È la storia della democrazia riconquistata, così come vissuta a Biancavilla e ad Adrano, in un periodo segnato da movimenti politici, mobilitazioni popolari, lotte di emancipazione e per i diritti.

A raccontarla, nel volume “Biancavilla e Adrano agli albori della democrazia”, è Carmelo Bonanno per “Nero su Bianco Edizioni”. Un libro ricco di dettagli e testimonianze di coloro che hanno vissuto quello straordinario biennio 1946-1948.

Un periodo di forti contrapposizioni sociali e politiche, tra occupazioni delle terre e “scioperi a rovescio”, e battaglie all’ultimo voto.
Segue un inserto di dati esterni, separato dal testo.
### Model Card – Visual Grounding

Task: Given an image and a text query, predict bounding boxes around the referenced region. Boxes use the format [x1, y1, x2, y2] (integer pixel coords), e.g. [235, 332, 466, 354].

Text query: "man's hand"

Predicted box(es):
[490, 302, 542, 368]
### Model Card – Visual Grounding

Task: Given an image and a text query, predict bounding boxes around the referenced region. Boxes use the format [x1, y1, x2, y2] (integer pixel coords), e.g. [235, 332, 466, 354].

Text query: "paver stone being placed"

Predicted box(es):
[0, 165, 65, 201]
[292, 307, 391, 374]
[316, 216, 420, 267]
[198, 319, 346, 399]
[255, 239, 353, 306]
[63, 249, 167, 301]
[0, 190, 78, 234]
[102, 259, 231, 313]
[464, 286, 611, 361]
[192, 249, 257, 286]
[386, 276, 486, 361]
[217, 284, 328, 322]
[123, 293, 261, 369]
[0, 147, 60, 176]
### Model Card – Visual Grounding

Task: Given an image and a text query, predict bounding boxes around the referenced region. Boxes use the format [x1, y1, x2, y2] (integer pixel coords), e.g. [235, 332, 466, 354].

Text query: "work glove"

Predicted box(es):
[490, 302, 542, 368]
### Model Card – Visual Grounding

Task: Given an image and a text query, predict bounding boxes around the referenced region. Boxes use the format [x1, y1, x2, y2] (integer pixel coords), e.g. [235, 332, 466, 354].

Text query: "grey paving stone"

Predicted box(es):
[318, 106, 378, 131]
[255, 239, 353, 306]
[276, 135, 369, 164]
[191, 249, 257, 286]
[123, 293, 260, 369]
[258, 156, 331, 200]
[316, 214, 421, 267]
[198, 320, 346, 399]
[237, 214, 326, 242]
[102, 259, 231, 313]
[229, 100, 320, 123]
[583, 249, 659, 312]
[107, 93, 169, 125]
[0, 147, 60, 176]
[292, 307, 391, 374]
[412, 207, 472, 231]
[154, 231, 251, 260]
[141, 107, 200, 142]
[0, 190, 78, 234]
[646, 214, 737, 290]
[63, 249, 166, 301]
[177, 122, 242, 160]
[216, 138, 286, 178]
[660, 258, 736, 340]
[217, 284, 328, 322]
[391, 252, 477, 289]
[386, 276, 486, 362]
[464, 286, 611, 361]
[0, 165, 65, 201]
Il fronte democristiano e quello comunista, l’attivismo della Chiesa e della Camera del lavoro, delle cooperative agricole e dei latifondisti, la militanza e la propaganda di tante donne: le “bizzoche” cattoliche fedeli allo Scudocrociato e le mogli dei capipopolo con bandiere rosse e Falce e martello.

Un fervore che determina la ricostituzione dei partiti, l’organizzazione di nuove e libere elezioni a suffragio universale, il reinsediamento di sindaci e consiglieri comunali.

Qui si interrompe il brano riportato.